Forgiveness

How Can You Ever Forgive Those People?

Is forgiveness as impossible as it seems?

Posted Jul 01, 2019

Wikimedia Commons, Public Domain
The Scream
Source: Wikimedia Commons, Public Domain

Almost everyone has someone who has done something terrible to them. It’s one of the most painful parts of being human. And lots of times, there doesn’t seem to be an appropriate way to respond.

Consider the case of Peter and Linda Biehl.

The telephone call came in the middle of the night, slicing through the darkness like a razor, dividing their life into Before and After. The message of the call was stark.

Their daughter Amy had just been stabbed to death.

The year was 1993. Amy had just graduated from Stanford University and received a Fulbright Fellowship. 

She planned to continue her work in South Africa. She was focused on the black population there, which was suffering from the results of apartheid. When the white population seized power, they instituted the government system of apartheid, which kept black people rigidly segregated in all-black townships and struggling under crushing poverty. 

Amy was an idealist and had gone to South Africa, hoping she could find some way to loosen the grip of apartheid there. 

One day, she was driving her Jeep through the black township of Guguletu, near Cape Town. There was a large crowd of people milling around on the road ahead of her. 

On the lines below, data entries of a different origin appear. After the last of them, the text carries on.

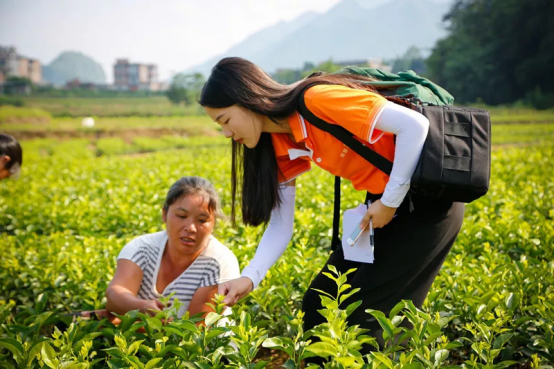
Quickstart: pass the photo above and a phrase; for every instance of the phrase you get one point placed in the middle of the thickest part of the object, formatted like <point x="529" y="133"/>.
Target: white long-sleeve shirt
<point x="411" y="130"/>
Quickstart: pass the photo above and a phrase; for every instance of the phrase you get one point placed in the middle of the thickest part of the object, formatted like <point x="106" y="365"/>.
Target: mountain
<point x="259" y="42"/>
<point x="351" y="30"/>
<point x="70" y="65"/>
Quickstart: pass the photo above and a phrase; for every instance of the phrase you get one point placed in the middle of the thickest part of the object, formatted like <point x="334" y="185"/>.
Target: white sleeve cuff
<point x="410" y="128"/>
<point x="395" y="191"/>
<point x="275" y="239"/>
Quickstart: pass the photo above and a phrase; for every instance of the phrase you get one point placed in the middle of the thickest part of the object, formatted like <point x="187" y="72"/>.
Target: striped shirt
<point x="216" y="264"/>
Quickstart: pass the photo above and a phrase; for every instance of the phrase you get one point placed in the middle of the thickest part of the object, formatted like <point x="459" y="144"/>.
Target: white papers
<point x="362" y="250"/>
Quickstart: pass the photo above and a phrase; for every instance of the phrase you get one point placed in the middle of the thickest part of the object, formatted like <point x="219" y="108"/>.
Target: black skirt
<point x="409" y="252"/>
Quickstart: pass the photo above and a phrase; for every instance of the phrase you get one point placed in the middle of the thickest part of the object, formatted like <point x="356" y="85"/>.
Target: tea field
<point x="79" y="201"/>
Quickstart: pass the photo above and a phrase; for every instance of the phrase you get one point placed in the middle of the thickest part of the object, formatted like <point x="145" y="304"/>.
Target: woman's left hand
<point x="380" y="214"/>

Four young men saw her, a young white woman driving through their black township. Blinded by fury from years of the injustice of apartheid, they dragged her out of her Jeep, stoned her, and stabbed her to death.

The call with the news reached Peter and Linda Biehl that night. They were numb with disbelief and grief.  

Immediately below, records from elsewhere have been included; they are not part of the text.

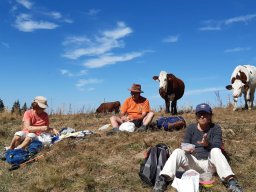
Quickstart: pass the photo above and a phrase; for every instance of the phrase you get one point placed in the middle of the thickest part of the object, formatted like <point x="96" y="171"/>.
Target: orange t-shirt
<point x="35" y="120"/>
<point x="135" y="109"/>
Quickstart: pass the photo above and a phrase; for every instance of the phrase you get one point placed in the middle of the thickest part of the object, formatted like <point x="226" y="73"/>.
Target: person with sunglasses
<point x="35" y="122"/>
<point x="205" y="156"/>
<point x="135" y="109"/>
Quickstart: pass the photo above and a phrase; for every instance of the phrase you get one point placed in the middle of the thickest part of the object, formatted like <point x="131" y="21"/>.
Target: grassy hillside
<point x="111" y="163"/>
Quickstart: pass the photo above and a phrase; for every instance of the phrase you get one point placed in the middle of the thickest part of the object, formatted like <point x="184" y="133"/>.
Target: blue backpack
<point x="16" y="156"/>
<point x="34" y="147"/>
<point x="171" y="123"/>
<point x="153" y="163"/>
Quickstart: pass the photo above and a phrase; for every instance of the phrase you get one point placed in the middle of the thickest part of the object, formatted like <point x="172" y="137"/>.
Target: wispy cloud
<point x="25" y="23"/>
<point x="93" y="12"/>
<point x="5" y="44"/>
<point x="83" y="82"/>
<point x="55" y="15"/>
<point x="237" y="49"/>
<point x="26" y="3"/>
<point x="199" y="91"/>
<point x="110" y="59"/>
<point x="171" y="39"/>
<point x="211" y="25"/>
<point x="69" y="74"/>
<point x="244" y="19"/>
<point x="101" y="44"/>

The police quickly apprehended the four young men who had murdered Amy and put them in prison.

A year later, in 1994, the apartheid regime was finally overturned and replaced by a democratic government. Nelson Mandela was the first president.

One of the great accomplishments of Mandela’s government was the institution of the Truth and Reconciliation Commission. It was an official, court-like body designed to bring healing and help South Africans move beyond the violence and injustice of the past. 

One of the cases the Commission heard was the case involving the murder of Amy Biehl by the four young men in the Guguletu Township. At the end of all the testimony, the four men were released from prison. Peter and Linda Biehl were present at the Commission the day the announcement was made.

I interviewed Peter and Linda Biehl in Los Angeles in 2001. They spoke of the devastation they felt when they heard the news, and the avalanche of emotions that swept through them: disbelief, anger, grief, confusion, isolation, despair. 

But finally, Peter told me, his overriding emotion came down to one thing: “I wanted to understand it.”

They flew to South Africa for an extended trip to see what Amy’s life had been like there. They were impressed at what they found.

Amy had been very active, working to improve the lives of the black people in the townships by providing more employment and educational opportunities. Peter and Linda were extremely proud of Amy’s work and commitment, and they realized they needed to help it continue. So they set up the Amy Biehl Foundation.

When the four young men involved in Amy’s killing were released from prison, two of them, Easy Nofomela and Ntbecko Penny, expressed great repentance and said they would like to meet with Amy’s parents.

Peter and Linda felt great reluctance.

But later they heard through a third party that the two young men were trying to turn their lives around by starting a youth club, so the Biehls relented.

They were terrified at the prospect of meeting them, but they also felt that it was exactly what they needed to do.

It was.

To their amazement, it turned out to be a wonderful meeting. Easy Nofumela presented them with a gift: a beautiful model sailing ship that he had made for them. In a way, the ship was the perfect gift symbolically, because they had all been on a journey together and had finally arrived at the distant shore.

Linda and Peter both expressed their great surprise at meeting the two young men. Linda said she felt a maternal feeling for them. They were almost like family.

Later, Linda visited with Easy Nofomela’s mother in her home. She said, “When I came out of the house, after having tea with Mrs. Nofomela, I looked up, and there was a rainbow overhead! It seemed like a miracle.”

“It wasn’t the young men who killed Amy,” Linda explained to me later. “It was apartheid.”